Fiore knew the roads of Germany, having spent time there learning from the German masters and having followed their tradition of fighting on errantry, travelling from town to town challenging strangers. Ser Nerio knew how to get good accommodations in any town, usually by showing a letter of credit and a Florentine ambassadorial letter. I truly think that we escaped harm because we had so many different letters of passage that no spy could pin down our ‘side’. Nor were we much given to chatter.

In southern Germany, they took us for knights on errantry, and by God, gentles, we lived the part. We were challenged from time to time. Fiore was disposed to fight, but I had a mission and a fine sense of my own rank; well, arrogance is the specialty of the young, I think. I would flourish my various commissions and ride on.

But a day’s ride east of Nuremberg, we passed through a small village and saw a party of knights whose colours we knew from the day before. They were obviously French; German heraldry is very different from French, and even the colours they use in a blazon are different.

I didn’t know any of them, nor did I question how they’d got ahead of us on the road. But they barred the square, and tallest man – I called him the knight of the ship for the device on his shield – raised his arms and cried a challenge.

I sent him Marc-Antonio with my papal commission; I was chary of using it, but I did not intend to be delayed. I dismounted in the yard of the town’s wine shop to have a bite with my bridle over my arm. Fra Peter had been correct – again. The Emperor had indeed moved his court east to Prague.

I was considering all this when the Ship Knight struck my squire to the ground with his spear.

I was not fully armed. In fact, I had on a habergeon and a good brigandine of many plates, my ‘riding armour’. I had no leg harness and nothing on my arms, and wore only a light sword. Fiore was wearing even less – just a haubergeon. Germany is far too civilised a place to require a man to ride abroad in harness, and ours was packed in straw baskets on the panniers of our spare horses.

‘Don’t send me a peasant. Come and fight like a man,’ Ship Knight shouted.

He meant business.

I drank off the wine in my cup – sheer bravado – and vaulted into my saddle. Fiore was two ells away, negotiating for a sausage, but he was alert and he knew we were attacked. With the ease of long practice, he reached on to the pack horse, extracted a spear, and threw it to me overhand.

The Ship Knight had his lance couched against me, set in his lance rest. He wore good armour on all his limbs and a heavy breastplate under a full helm.
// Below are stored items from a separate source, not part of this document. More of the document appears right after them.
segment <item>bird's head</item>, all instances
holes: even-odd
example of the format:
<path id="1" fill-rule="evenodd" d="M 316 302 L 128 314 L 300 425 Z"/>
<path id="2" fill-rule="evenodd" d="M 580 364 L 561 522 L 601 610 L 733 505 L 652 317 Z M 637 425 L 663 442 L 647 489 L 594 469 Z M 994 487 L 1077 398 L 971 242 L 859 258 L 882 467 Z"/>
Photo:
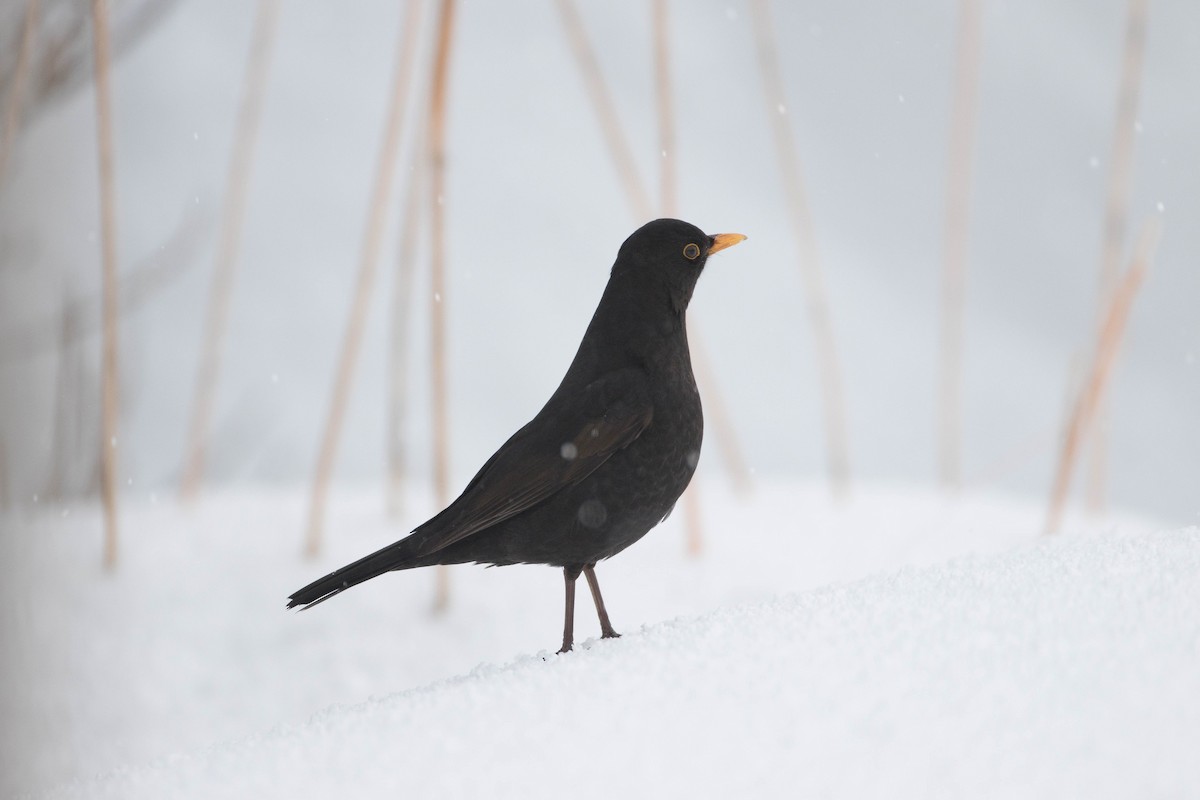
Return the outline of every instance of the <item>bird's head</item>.
<path id="1" fill-rule="evenodd" d="M 683 311 L 708 257 L 745 238 L 740 233 L 709 235 L 678 219 L 656 219 L 621 245 L 612 279 L 637 285 L 647 293 L 665 290 L 675 310 Z"/>

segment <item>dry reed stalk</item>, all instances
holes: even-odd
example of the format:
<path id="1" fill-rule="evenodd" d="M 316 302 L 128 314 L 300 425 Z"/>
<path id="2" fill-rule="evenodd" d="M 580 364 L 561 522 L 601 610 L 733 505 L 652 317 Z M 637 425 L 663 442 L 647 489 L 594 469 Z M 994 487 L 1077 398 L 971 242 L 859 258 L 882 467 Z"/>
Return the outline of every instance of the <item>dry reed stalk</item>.
<path id="1" fill-rule="evenodd" d="M 1083 440 L 1090 433 L 1091 426 L 1095 421 L 1096 410 L 1108 389 L 1113 362 L 1116 361 L 1121 337 L 1125 332 L 1125 324 L 1129 319 L 1129 309 L 1146 277 L 1150 262 L 1154 259 L 1154 250 L 1158 245 L 1161 232 L 1162 226 L 1157 219 L 1151 219 L 1143 226 L 1138 238 L 1133 264 L 1125 272 L 1120 282 L 1113 287 L 1108 308 L 1096 332 L 1092 364 L 1088 370 L 1087 380 L 1080 389 L 1079 397 L 1067 419 L 1066 433 L 1063 436 L 1062 449 L 1059 451 L 1058 467 L 1054 471 L 1054 485 L 1050 491 L 1050 505 L 1046 513 L 1045 532 L 1047 534 L 1056 533 L 1062 523 L 1063 508 L 1066 505 L 1067 492 L 1071 488 L 1071 472 L 1075 460 Z"/>
<path id="2" fill-rule="evenodd" d="M 333 462 L 341 439 L 342 422 L 346 416 L 346 405 L 354 382 L 354 367 L 362 344 L 366 327 L 367 311 L 370 307 L 371 287 L 375 280 L 375 268 L 379 261 L 379 248 L 383 241 L 384 221 L 387 218 L 388 200 L 395 173 L 396 151 L 400 144 L 400 131 L 404 119 L 405 101 L 408 96 L 410 78 L 415 63 L 417 34 L 420 30 L 421 3 L 410 0 L 404 15 L 400 37 L 397 40 L 395 69 L 392 73 L 390 100 L 384 132 L 379 145 L 375 166 L 375 182 L 371 190 L 370 209 L 366 229 L 363 232 L 362 251 L 358 264 L 358 280 L 351 300 L 346 332 L 342 339 L 341 354 L 333 381 L 333 394 L 329 403 L 329 416 L 321 437 L 321 450 L 317 456 L 317 468 L 313 477 L 312 501 L 308 516 L 308 533 L 304 553 L 314 558 L 321 550 L 321 533 L 325 523 L 325 504 L 329 493 L 329 481 L 333 475 Z"/>
<path id="3" fill-rule="evenodd" d="M 100 388 L 100 495 L 104 502 L 104 568 L 117 566 L 117 415 L 120 375 L 117 362 L 117 197 L 113 169 L 112 66 L 108 2 L 92 0 L 92 38 L 96 77 L 96 144 L 100 162 L 100 240 L 104 319 Z"/>
<path id="4" fill-rule="evenodd" d="M 1125 22 L 1125 54 L 1121 67 L 1121 84 L 1117 94 L 1114 118 L 1112 161 L 1108 171 L 1108 194 L 1104 208 L 1104 241 L 1100 255 L 1100 286 L 1096 315 L 1104 313 L 1105 305 L 1116 284 L 1125 246 L 1129 219 L 1129 191 L 1133 174 L 1133 145 L 1137 125 L 1138 95 L 1142 81 L 1142 63 L 1146 51 L 1146 11 L 1149 0 L 1129 0 Z M 1088 460 L 1087 509 L 1097 513 L 1104 508 L 1108 483 L 1107 403 L 1096 411 L 1092 427 L 1091 458 Z"/>
<path id="5" fill-rule="evenodd" d="M 3 5 L 14 6 L 20 0 L 6 0 Z M 133 49 L 179 0 L 123 0 L 119 13 L 110 15 L 109 62 L 116 63 Z M 41 2 L 32 63 L 27 84 L 27 110 L 43 108 L 62 99 L 75 89 L 86 87 L 93 80 L 95 61 L 90 38 L 92 14 L 90 3 Z M 15 73 L 15 70 L 14 70 Z M 7 76 L 6 76 L 7 77 Z"/>
<path id="6" fill-rule="evenodd" d="M 695 486 L 683 490 L 684 553 L 689 558 L 704 555 L 704 510 Z"/>
<path id="7" fill-rule="evenodd" d="M 970 241 L 971 151 L 979 107 L 983 39 L 981 0 L 960 0 L 958 53 L 946 168 L 946 228 L 942 244 L 942 365 L 939 386 L 939 466 L 942 485 L 962 483 L 962 354 Z"/>
<path id="8" fill-rule="evenodd" d="M 733 430 L 733 417 L 730 416 L 729 409 L 725 405 L 725 398 L 719 391 L 716 391 L 717 382 L 713 377 L 712 363 L 708 359 L 708 348 L 704 346 L 704 339 L 701 338 L 698 329 L 693 327 L 688 338 L 692 339 L 692 366 L 696 371 L 696 380 L 701 386 L 706 387 L 704 391 L 704 405 L 708 409 L 706 416 L 712 423 L 717 447 L 725 458 L 729 476 L 733 479 L 734 491 L 745 495 L 751 489 L 750 469 L 746 466 L 746 456 L 742 453 L 737 434 Z"/>
<path id="9" fill-rule="evenodd" d="M 430 348 L 433 403 L 433 488 L 437 504 L 450 502 L 450 400 L 446 389 L 446 93 L 449 85 L 450 49 L 454 34 L 454 0 L 442 0 L 438 16 L 437 51 L 434 55 L 429 95 L 430 190 Z M 433 610 L 450 603 L 450 573 L 438 567 Z"/>
<path id="10" fill-rule="evenodd" d="M 750 471 L 746 468 L 746 459 L 742 455 L 741 445 L 733 430 L 732 418 L 725 406 L 724 397 L 717 390 L 717 381 L 713 375 L 708 351 L 704 347 L 704 340 L 700 337 L 698 326 L 692 326 L 688 338 L 691 340 L 692 367 L 696 373 L 696 383 L 704 387 L 706 416 L 712 424 L 717 447 L 725 458 L 725 465 L 733 479 L 734 490 L 745 495 L 750 491 Z M 687 554 L 690 556 L 699 556 L 704 552 L 703 510 L 697 491 L 698 487 L 689 486 L 683 496 L 684 536 Z"/>
<path id="11" fill-rule="evenodd" d="M 671 92 L 670 28 L 667 0 L 654 0 L 654 77 L 658 91 L 659 190 L 664 217 L 675 215 L 675 101 Z"/>
<path id="12" fill-rule="evenodd" d="M 421 127 L 421 126 L 418 126 Z M 396 276 L 392 288 L 392 331 L 388 351 L 388 481 L 387 508 L 393 519 L 400 517 L 404 503 L 404 417 L 408 403 L 407 325 L 412 311 L 416 276 L 417 245 L 421 223 L 421 190 L 427 151 L 424 142 L 413 145 L 413 166 L 404 198 L 404 222 L 396 253 Z"/>
<path id="13" fill-rule="evenodd" d="M 670 38 L 666 0 L 655 0 L 654 2 L 654 42 L 659 149 L 662 155 L 662 168 L 659 173 L 662 214 L 665 217 L 673 217 L 676 214 L 679 188 L 676 178 L 675 103 L 671 91 Z M 704 387 L 708 416 L 713 423 L 718 447 L 725 456 L 725 463 L 733 478 L 734 488 L 739 492 L 745 492 L 750 488 L 750 471 L 746 468 L 746 460 L 742 456 L 742 448 L 738 443 L 737 434 L 734 432 L 733 420 L 729 416 L 724 396 L 718 388 L 716 374 L 713 372 L 712 362 L 708 358 L 708 350 L 704 345 L 704 338 L 700 335 L 698 325 L 692 326 L 689 339 L 691 340 L 691 354 L 696 370 L 696 379 Z M 698 508 L 698 504 L 692 505 Z M 691 537 L 689 539 L 691 540 Z M 702 539 L 699 534 L 696 535 L 692 544 L 695 545 L 694 552 L 702 549 Z M 693 549 L 692 544 L 689 545 L 689 549 Z"/>
<path id="14" fill-rule="evenodd" d="M 10 500 L 8 491 L 8 451 L 4 449 L 4 437 L 0 436 L 0 511 L 7 511 Z"/>
<path id="15" fill-rule="evenodd" d="M 58 500 L 64 491 L 64 474 L 70 457 L 66 448 L 66 430 L 68 418 L 67 398 L 71 397 L 74 387 L 71 385 L 72 374 L 69 369 L 71 351 L 71 329 L 74 321 L 71 319 L 71 299 L 63 297 L 60 310 L 61 323 L 58 336 L 58 357 L 55 359 L 54 374 L 54 417 L 50 423 L 50 477 L 46 482 L 45 496 L 48 500 Z"/>
<path id="16" fill-rule="evenodd" d="M 33 36 L 37 31 L 38 0 L 25 6 L 25 21 L 21 26 L 21 41 L 17 45 L 17 66 L 13 71 L 12 87 L 4 103 L 4 131 L 0 133 L 0 180 L 17 141 L 21 126 L 21 101 L 25 99 L 25 84 L 29 80 L 29 58 L 33 52 Z"/>
<path id="17" fill-rule="evenodd" d="M 616 107 L 613 105 L 608 87 L 600 73 L 600 64 L 596 60 L 596 53 L 588 42 L 579 11 L 572 0 L 557 0 L 555 4 L 558 6 L 563 27 L 566 29 L 571 52 L 575 56 L 575 62 L 583 75 L 588 96 L 592 100 L 592 107 L 596 110 L 596 116 L 600 121 L 600 129 L 604 133 L 605 141 L 608 142 L 608 151 L 612 155 L 617 174 L 621 178 L 626 198 L 634 210 L 637 221 L 645 222 L 650 219 L 654 206 L 650 202 L 650 195 L 646 193 L 642 182 L 638 179 L 633 149 L 621 132 L 620 123 L 617 122 Z"/>
<path id="18" fill-rule="evenodd" d="M 671 92 L 671 49 L 670 28 L 667 24 L 667 0 L 653 0 L 652 27 L 654 29 L 654 85 L 658 95 L 658 147 L 659 147 L 659 197 L 660 211 L 664 217 L 675 216 L 678 196 L 675 178 L 675 104 Z M 615 120 L 614 120 L 615 124 Z M 614 154 L 615 156 L 615 154 Z M 693 338 L 696 338 L 693 326 Z M 697 361 L 700 357 L 699 341 L 693 342 Z M 700 376 L 697 376 L 698 378 Z M 703 385 L 704 380 L 699 382 Z M 685 550 L 693 558 L 704 552 L 704 510 L 700 506 L 698 487 L 690 486 L 683 493 L 683 532 Z"/>
<path id="19" fill-rule="evenodd" d="M 204 480 L 208 430 L 212 422 L 213 401 L 221 369 L 221 349 L 229 323 L 229 304 L 233 295 L 234 267 L 237 265 L 242 224 L 246 218 L 246 194 L 250 185 L 250 170 L 254 165 L 254 144 L 262 121 L 263 94 L 267 84 L 267 66 L 275 41 L 279 0 L 259 0 L 250 39 L 250 56 L 242 83 L 242 103 L 238 109 L 237 129 L 229 173 L 225 184 L 225 204 L 221 219 L 221 235 L 213 262 L 212 286 L 208 296 L 208 315 L 201 341 L 200 366 L 196 377 L 196 395 L 188 425 L 187 449 L 184 451 L 183 480 L 180 499 L 190 502 L 196 498 Z"/>
<path id="20" fill-rule="evenodd" d="M 783 103 L 783 75 L 779 67 L 779 54 L 771 36 L 770 12 L 766 0 L 754 0 L 750 8 L 754 20 L 767 116 L 771 121 L 784 191 L 791 210 L 793 233 L 800 251 L 800 276 L 804 282 L 813 340 L 816 344 L 830 482 L 835 494 L 840 495 L 849 490 L 850 459 L 846 440 L 846 403 L 842 390 L 841 367 L 834 347 L 833 322 L 829 313 L 829 301 L 813 231 L 812 215 L 809 213 L 808 199 L 804 191 L 800 158 L 796 153 L 795 137 L 788 120 L 787 108 Z"/>

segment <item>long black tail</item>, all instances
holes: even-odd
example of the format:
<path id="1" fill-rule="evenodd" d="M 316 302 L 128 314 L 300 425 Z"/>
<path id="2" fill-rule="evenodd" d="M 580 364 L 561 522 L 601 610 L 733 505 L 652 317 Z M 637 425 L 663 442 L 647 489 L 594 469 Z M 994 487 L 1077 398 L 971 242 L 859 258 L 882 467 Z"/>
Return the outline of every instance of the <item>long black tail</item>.
<path id="1" fill-rule="evenodd" d="M 413 545 L 406 539 L 389 544 L 382 550 L 377 550 L 369 556 L 364 556 L 353 564 L 347 564 L 341 569 L 335 569 L 324 578 L 317 580 L 293 593 L 288 598 L 288 608 L 305 606 L 311 608 L 317 603 L 323 603 L 335 594 L 346 591 L 351 586 L 357 586 L 363 581 L 391 572 L 397 569 L 423 566 L 414 558 Z"/>

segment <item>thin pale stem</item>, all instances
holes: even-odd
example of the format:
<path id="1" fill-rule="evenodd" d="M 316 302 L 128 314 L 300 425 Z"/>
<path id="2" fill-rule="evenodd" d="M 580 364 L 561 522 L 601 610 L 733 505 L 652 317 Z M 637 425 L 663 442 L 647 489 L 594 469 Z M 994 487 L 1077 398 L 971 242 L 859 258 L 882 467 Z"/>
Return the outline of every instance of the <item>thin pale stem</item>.
<path id="1" fill-rule="evenodd" d="M 229 321 L 229 305 L 233 296 L 234 268 L 241 243 L 242 224 L 246 217 L 246 196 L 250 172 L 254 165 L 254 144 L 262 120 L 263 95 L 267 83 L 267 67 L 275 41 L 279 0 L 259 0 L 254 32 L 250 40 L 250 55 L 242 83 L 242 102 L 238 110 L 237 130 L 226 177 L 225 204 L 221 218 L 221 233 L 213 262 L 212 286 L 208 297 L 208 314 L 201 340 L 196 395 L 188 425 L 188 443 L 184 451 L 181 499 L 194 500 L 204 480 L 208 430 L 212 422 L 213 402 L 221 371 L 221 350 Z"/>
<path id="2" fill-rule="evenodd" d="M 96 79 L 96 137 L 100 160 L 100 239 L 103 261 L 104 320 L 100 399 L 100 494 L 104 503 L 104 568 L 117 565 L 117 423 L 119 413 L 117 360 L 117 196 L 113 167 L 112 66 L 109 49 L 107 0 L 92 0 L 93 58 Z"/>
<path id="3" fill-rule="evenodd" d="M 971 163 L 979 105 L 983 39 L 981 0 L 960 0 L 958 55 L 946 167 L 946 228 L 942 244 L 942 367 L 939 385 L 939 468 L 942 485 L 962 483 L 962 360 L 971 201 Z"/>
<path id="4" fill-rule="evenodd" d="M 1104 313 L 1116 285 L 1125 246 L 1129 219 L 1129 191 L 1133 176 L 1134 133 L 1137 125 L 1138 95 L 1142 83 L 1142 63 L 1146 51 L 1146 12 L 1149 0 L 1129 0 L 1125 23 L 1125 54 L 1117 109 L 1113 120 L 1112 160 L 1108 169 L 1108 193 L 1104 207 L 1104 241 L 1100 249 L 1100 285 L 1097 294 L 1097 318 Z M 1096 513 L 1104 508 L 1108 484 L 1109 409 L 1101 402 L 1092 427 L 1091 458 L 1088 462 L 1086 503 Z"/>
<path id="5" fill-rule="evenodd" d="M 671 91 L 671 49 L 670 28 L 667 24 L 667 0 L 653 0 L 651 11 L 654 29 L 654 86 L 658 95 L 658 188 L 662 201 L 659 211 L 664 217 L 673 217 L 677 213 L 675 204 L 678 195 L 675 178 L 675 107 Z M 597 112 L 599 112 L 599 108 L 597 108 Z M 613 154 L 613 157 L 616 160 L 616 153 Z M 696 327 L 698 326 L 693 326 L 691 347 L 698 351 L 700 345 Z M 697 377 L 697 382 L 701 385 L 704 383 L 700 377 Z M 705 394 L 709 394 L 707 389 Z M 694 484 L 689 486 L 684 490 L 682 500 L 685 548 L 688 555 L 697 557 L 704 552 L 704 509 L 700 505 L 698 488 Z M 589 585 L 591 581 L 592 576 L 589 575 Z M 598 589 L 597 586 L 594 592 Z"/>
<path id="6" fill-rule="evenodd" d="M 29 81 L 29 61 L 33 53 L 33 39 L 37 31 L 38 0 L 29 0 L 25 6 L 25 21 L 21 26 L 21 41 L 17 45 L 17 65 L 13 70 L 12 85 L 4 103 L 4 130 L 0 132 L 0 180 L 17 141 L 17 130 L 21 127 L 21 112 L 24 110 L 25 86 Z"/>
<path id="7" fill-rule="evenodd" d="M 342 340 L 341 355 L 333 382 L 333 396 L 329 404 L 329 417 L 321 439 L 321 451 L 317 457 L 317 469 L 313 478 L 312 504 L 309 510 L 308 534 L 305 554 L 314 557 L 320 552 L 321 534 L 325 522 L 325 503 L 329 481 L 333 474 L 333 462 L 341 438 L 342 422 L 350 389 L 354 381 L 354 368 L 366 327 L 367 311 L 370 307 L 371 287 L 375 282 L 375 270 L 379 261 L 379 248 L 383 241 L 384 221 L 387 218 L 388 201 L 395 172 L 396 151 L 399 149 L 400 132 L 404 120 L 405 100 L 408 96 L 410 78 L 415 62 L 417 32 L 420 28 L 420 4 L 410 2 L 404 15 L 400 37 L 397 41 L 396 65 L 392 74 L 391 98 L 379 156 L 375 168 L 375 181 L 371 190 L 370 211 L 358 265 L 358 280 L 351 301 L 350 315 L 346 322 L 346 333 Z"/>
<path id="8" fill-rule="evenodd" d="M 1157 220 L 1147 222 L 1138 239 L 1137 254 L 1133 265 L 1125 272 L 1113 290 L 1112 299 L 1096 332 L 1096 347 L 1088 378 L 1080 390 L 1071 416 L 1067 420 L 1059 451 L 1058 467 L 1054 471 L 1054 484 L 1050 490 L 1049 510 L 1046 513 L 1047 534 L 1057 533 L 1062 524 L 1063 509 L 1067 493 L 1071 488 L 1071 473 L 1084 439 L 1095 422 L 1096 409 L 1103 400 L 1112 376 L 1113 363 L 1125 333 L 1129 310 L 1137 295 L 1158 245 L 1161 226 Z"/>
<path id="9" fill-rule="evenodd" d="M 579 11 L 573 0 L 556 0 L 555 5 L 558 6 L 563 28 L 567 33 L 567 41 L 575 56 L 575 63 L 579 66 L 580 74 L 583 76 L 588 96 L 592 100 L 592 108 L 596 110 L 600 129 L 604 134 L 605 141 L 608 142 L 608 151 L 612 154 L 613 164 L 617 168 L 617 175 L 620 176 L 621 186 L 625 190 L 629 205 L 634 210 L 634 215 L 639 222 L 648 220 L 653 213 L 654 206 L 650 202 L 650 195 L 638 178 L 633 148 L 629 146 L 629 140 L 625 138 L 625 134 L 621 131 L 621 125 L 617 121 L 616 106 L 604 83 L 604 77 L 600 73 L 600 63 L 596 59 L 596 53 L 588 42 L 583 20 L 580 19 Z"/>
<path id="10" fill-rule="evenodd" d="M 65 474 L 70 456 L 67 453 L 66 436 L 69 417 L 69 400 L 74 392 L 72 371 L 70 369 L 71 328 L 70 317 L 72 303 L 69 297 L 63 298 L 62 321 L 59 326 L 58 357 L 55 359 L 54 375 L 54 417 L 50 432 L 50 478 L 46 482 L 46 498 L 57 500 L 65 492 Z"/>
<path id="11" fill-rule="evenodd" d="M 678 181 L 675 178 L 675 102 L 671 92 L 670 28 L 667 0 L 654 0 L 654 77 L 658 91 L 659 191 L 662 214 L 676 214 Z"/>
<path id="12" fill-rule="evenodd" d="M 11 502 L 8 489 L 8 452 L 4 449 L 4 438 L 0 437 L 0 510 L 7 510 Z"/>
<path id="13" fill-rule="evenodd" d="M 767 0 L 753 0 L 750 4 L 757 40 L 759 67 L 762 72 L 767 116 L 775 139 L 779 159 L 780 176 L 787 195 L 792 222 L 792 232 L 799 248 L 800 276 L 804 283 L 808 302 L 808 316 L 812 324 L 813 340 L 816 344 L 818 372 L 821 378 L 821 396 L 824 408 L 826 453 L 830 482 L 834 492 L 844 494 L 850 484 L 850 458 L 846 434 L 846 404 L 842 390 L 841 366 L 834 346 L 833 322 L 829 313 L 829 301 L 825 290 L 825 279 L 821 270 L 817 239 L 813 230 L 812 215 L 804 191 L 804 179 L 800 169 L 800 158 L 796 154 L 795 137 L 784 103 L 783 76 L 779 68 L 779 55 L 771 35 L 771 21 Z"/>
<path id="14" fill-rule="evenodd" d="M 673 217 L 677 213 L 678 178 L 675 136 L 675 102 L 671 83 L 671 49 L 670 26 L 667 14 L 667 0 L 654 0 L 654 74 L 655 87 L 658 94 L 658 143 L 660 151 L 659 188 L 662 198 L 662 215 Z M 696 371 L 696 382 L 702 388 L 708 416 L 713 421 L 713 428 L 719 443 L 721 453 L 725 456 L 725 464 L 733 478 L 734 485 L 745 489 L 749 485 L 749 476 L 745 461 L 741 456 L 741 447 L 734 432 L 733 422 L 729 417 L 724 396 L 718 386 L 700 336 L 699 326 L 693 324 L 689 346 L 693 366 Z M 687 552 L 691 556 L 699 556 L 704 551 L 704 521 L 703 508 L 700 504 L 699 489 L 694 485 L 683 497 L 683 526 Z"/>
<path id="15" fill-rule="evenodd" d="M 442 0 L 429 100 L 430 388 L 433 411 L 433 488 L 439 506 L 450 502 L 450 400 L 446 388 L 446 96 L 454 41 L 454 0 Z M 433 608 L 450 602 L 450 574 L 436 573 Z"/>
<path id="16" fill-rule="evenodd" d="M 696 487 L 689 485 L 683 490 L 683 540 L 684 551 L 692 558 L 704 555 L 704 510 Z"/>
<path id="17" fill-rule="evenodd" d="M 751 488 L 750 469 L 746 466 L 746 456 L 733 428 L 733 417 L 725 403 L 725 396 L 718 389 L 716 373 L 713 371 L 708 348 L 704 345 L 704 338 L 700 335 L 698 326 L 691 326 L 688 339 L 696 383 L 701 386 L 704 394 L 705 417 L 712 422 L 713 435 L 733 480 L 734 491 L 746 494 Z"/>
<path id="18" fill-rule="evenodd" d="M 404 222 L 396 256 L 392 290 L 392 331 L 388 353 L 388 513 L 397 518 L 403 510 L 405 479 L 404 417 L 408 406 L 408 320 L 412 313 L 417 245 L 421 223 L 421 190 L 427 152 L 423 142 L 413 147 L 413 164 L 404 198 Z"/>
His heavy warhorse was half again the size of my riding horse.

Behind him, his friends lowered their visors.

Very chivalrous.

I rode at the Ship Knight, and as he put spurs to his horse, I shifted my weight as du Guesclin had taught me, and my horse sidestepped, the mounted equivalent of stepping
fora di strada
in a foot combat. His big horse leaped forward and I stood in my stirrups and threw my spear. It wasn’t a full-length lance, but instead one of the six-foot spears we used to fight on foot, with a long, sharp head.

He could not ward his horse, and the spear went in by the horse’s neck and the big horse stumbled and blew blood from its nostrils. I had my arming sword out; Ship Knight hadn’t grasped what was happening and had no momentum, no forward speed, and my sword slipped unerringly along his lance shaft and flipped it aside. This, too, was the product of a spring of intense drill. Close in, my left hand closed on the haft of his lance, dragging it across his body and putting torque on his waist, and I dragged him from the saddle by his own lance. As his back struck the cobbled street, the lance finally came away from his lance rest and bounced once on the stones, and then I swung it by the haft, spun it in the air with a flourish – and turned my horse to face the other three.